Veo en una esquina las formas, enmarcadas en blanco y negro. El pelo
recogido, siguiendo la continuidad de las curvas, tan fluídas que
recuerdan a las reglas de dibujo de formas tan extrañas que usaba en el
colegio. El ambiente es denso, tormentoso, fresco y mientras suena la
melodía desgarrada y torrencial de fondo, se compone un cuadro
diferente, extremo, dentro de la aparente normalidad.
Las nubes cargadas, oscuras, enredadas con el sonido tórrido, las
formas voluptuosas y serenas, el aire revuelto y fresco, generan una
amalgama con una química especial. Una química que nadie a mi alrededor
parece observar, absortos y concentrados en salir los primeros del
semáforo, del metro, en la parada del autobús, en el quiosco o en el
bar. La absurda competencia de la ciudad por no perder un segundo choca
con ese océano de calmas intensas que confluyen a través de mi mirada.
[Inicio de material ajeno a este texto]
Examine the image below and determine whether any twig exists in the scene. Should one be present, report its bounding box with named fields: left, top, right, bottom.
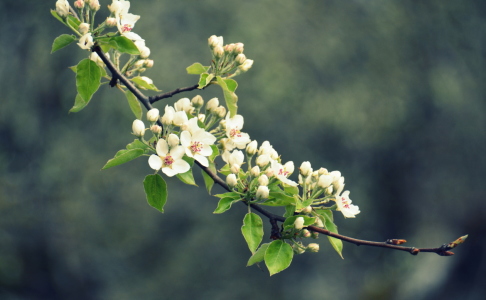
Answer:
left=92, top=45, right=467, bottom=256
Girl in black, tortuosa, visceral, al ritmo de una mañana con color
otoñal, me trae un reflejo de desespero vagando el ocaso por las calles
de París como una alegoría mía, al tiempo que el frescor del aire del
Retiro hoy no trae el acostumbrado sabor dulzón de las mañanas
calurosas, aplacando en parte la sensación de esa inevitable
descomposición que el paso de cada día modula imperceptiblemente, al
tiempo que se esbozan los estragos que desembocan en una figura ya casi
ce patriarca varado. Por delante de mí pasa una mujer imponente,
espléndida, a la que la falta de estilo con ese inapropiado vestido de
veinteañera le hace mostrar de un modo más acusado las diferencias entre
lo que fue y aún infantilmente pretende ser.
Suspiro, aliviado, de saber que mi decadencia no está subrayada por
la negación de querer ser lo que fui. Aunque en esencia, en pura esencia
entre extremos, el brillo de la mirada a veces me diga que sí.